Replicas sail up Penobscot Bay

Columbus’ ‘Nina’ and ‘Pinta’ dock in Camden Harbor

Wed, 06/25/2014 - 12:00pm

    CAMDEN — Columbus’s Nina and Pinta will spend the week in Camden Harbor as a fully functional floating museum. Stationed at the public landing in downtown Camden, the two ships act as an authentic replication of Columbus famous fleet. On board they are set up like floating museums with a crew excited to share their onboard experience.

    Only missing is the Santa Maria, a different style boat that captain Stephen Sanger said Columbus hated because it was so much bigger.

    Sanger said the Nina and Pinta, which draw seven feet and can maneuver tight river ways much more easily, are Portuguese Caravels. They were built in Valenca, Brazil, by eighth-generation Portuguese shipbuilders.

    “The Nina took 20 men 32 months to build and finished up in 1991 in time to celebrate the 500th anniversary [of Columbus’s 1492 discovery of the New World],” said Sanger.
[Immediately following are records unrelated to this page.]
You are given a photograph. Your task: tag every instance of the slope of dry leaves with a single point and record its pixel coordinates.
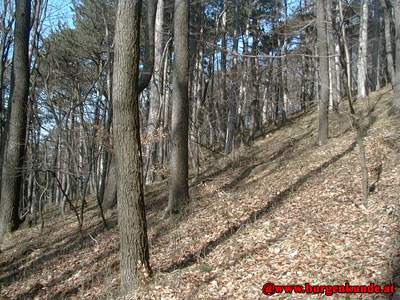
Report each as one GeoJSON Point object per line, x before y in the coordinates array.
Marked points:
{"type": "Point", "coordinates": [281, 210]}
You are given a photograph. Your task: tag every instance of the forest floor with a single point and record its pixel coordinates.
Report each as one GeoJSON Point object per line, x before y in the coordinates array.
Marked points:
{"type": "Point", "coordinates": [282, 210]}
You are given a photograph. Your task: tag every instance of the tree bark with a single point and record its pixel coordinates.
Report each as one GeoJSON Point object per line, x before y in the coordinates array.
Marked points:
{"type": "Point", "coordinates": [362, 52]}
{"type": "Point", "coordinates": [230, 132]}
{"type": "Point", "coordinates": [324, 73]}
{"type": "Point", "coordinates": [388, 41]}
{"type": "Point", "coordinates": [156, 86]}
{"type": "Point", "coordinates": [134, 249]}
{"type": "Point", "coordinates": [14, 153]}
{"type": "Point", "coordinates": [396, 8]}
{"type": "Point", "coordinates": [178, 184]}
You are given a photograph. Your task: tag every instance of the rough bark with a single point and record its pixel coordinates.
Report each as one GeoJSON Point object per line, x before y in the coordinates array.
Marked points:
{"type": "Point", "coordinates": [156, 86]}
{"type": "Point", "coordinates": [178, 184]}
{"type": "Point", "coordinates": [396, 8]}
{"type": "Point", "coordinates": [14, 153]}
{"type": "Point", "coordinates": [324, 73]}
{"type": "Point", "coordinates": [388, 41]}
{"type": "Point", "coordinates": [134, 250]}
{"type": "Point", "coordinates": [230, 132]}
{"type": "Point", "coordinates": [362, 52]}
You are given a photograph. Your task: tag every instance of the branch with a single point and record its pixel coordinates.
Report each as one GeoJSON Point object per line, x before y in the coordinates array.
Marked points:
{"type": "Point", "coordinates": [148, 64]}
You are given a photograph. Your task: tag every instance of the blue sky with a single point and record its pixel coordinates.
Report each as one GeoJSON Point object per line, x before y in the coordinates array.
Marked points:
{"type": "Point", "coordinates": [58, 12]}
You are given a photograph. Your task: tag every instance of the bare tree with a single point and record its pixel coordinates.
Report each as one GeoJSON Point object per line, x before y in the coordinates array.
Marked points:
{"type": "Point", "coordinates": [396, 8]}
{"type": "Point", "coordinates": [362, 51]}
{"type": "Point", "coordinates": [178, 185]}
{"type": "Point", "coordinates": [324, 73]}
{"type": "Point", "coordinates": [14, 152]}
{"type": "Point", "coordinates": [134, 250]}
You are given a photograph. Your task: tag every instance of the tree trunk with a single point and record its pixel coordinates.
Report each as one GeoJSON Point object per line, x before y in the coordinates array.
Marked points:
{"type": "Point", "coordinates": [178, 184]}
{"type": "Point", "coordinates": [375, 82]}
{"type": "Point", "coordinates": [388, 41]}
{"type": "Point", "coordinates": [396, 8]}
{"type": "Point", "coordinates": [230, 132]}
{"type": "Point", "coordinates": [134, 249]}
{"type": "Point", "coordinates": [156, 86]}
{"type": "Point", "coordinates": [14, 153]}
{"type": "Point", "coordinates": [324, 73]}
{"type": "Point", "coordinates": [362, 52]}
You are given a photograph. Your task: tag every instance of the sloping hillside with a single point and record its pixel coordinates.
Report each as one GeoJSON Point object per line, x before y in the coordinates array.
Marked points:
{"type": "Point", "coordinates": [281, 210]}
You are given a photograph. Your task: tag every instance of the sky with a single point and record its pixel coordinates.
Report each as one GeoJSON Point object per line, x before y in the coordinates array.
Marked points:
{"type": "Point", "coordinates": [59, 12]}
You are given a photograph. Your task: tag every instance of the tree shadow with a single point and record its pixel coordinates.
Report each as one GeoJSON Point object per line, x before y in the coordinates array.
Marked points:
{"type": "Point", "coordinates": [286, 148]}
{"type": "Point", "coordinates": [272, 205]}
{"type": "Point", "coordinates": [67, 245]}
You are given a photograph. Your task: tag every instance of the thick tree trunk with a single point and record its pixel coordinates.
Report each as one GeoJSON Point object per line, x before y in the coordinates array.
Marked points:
{"type": "Point", "coordinates": [362, 52]}
{"type": "Point", "coordinates": [134, 249]}
{"type": "Point", "coordinates": [178, 184]}
{"type": "Point", "coordinates": [324, 73]}
{"type": "Point", "coordinates": [14, 153]}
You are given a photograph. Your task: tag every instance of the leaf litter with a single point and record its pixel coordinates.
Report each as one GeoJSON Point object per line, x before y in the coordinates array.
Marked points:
{"type": "Point", "coordinates": [281, 210]}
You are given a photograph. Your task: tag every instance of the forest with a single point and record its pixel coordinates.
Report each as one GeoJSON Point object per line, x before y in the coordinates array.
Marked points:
{"type": "Point", "coordinates": [199, 149]}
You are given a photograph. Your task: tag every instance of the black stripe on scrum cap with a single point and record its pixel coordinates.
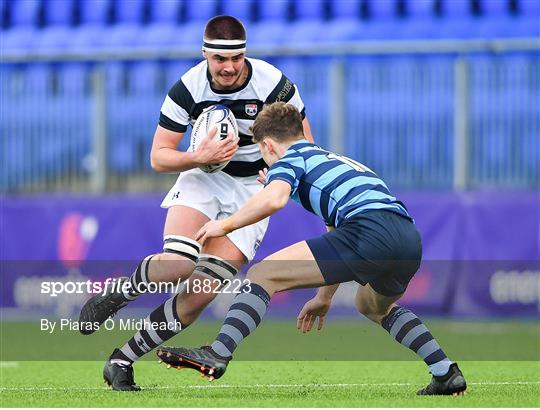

    The Pinta was finished in 2006. The sister ships have been touring together throughout the United States for six years.

    “We travel to about 30 or 40 places on the river systems and waters around the U.S. Then we spend January and February doing maintenance in Alabama,” said Sanger.

    Sanger said the ships are fully functional when downwind and the crew takes advantage of any opportunity to go under sail.

    The vessels are owned by the Columbus Foundation, an organization based in the British Virgin Island.

    The Nina and Pinta have docked in Kittery and Harpswell already. They will spend the week in Camden and leave for Portland on June 30, from where they will head up the Hudson River and into the Great Lakes.

    “Hopefully they leave learning something about these types of ships,” said Sanger.

    The experience is open to the public every day from 9 a.m. to 6 p.m. Boarding fees are $8 for adults, $7.00 for seniors and $6 for students, a price that includes both ships.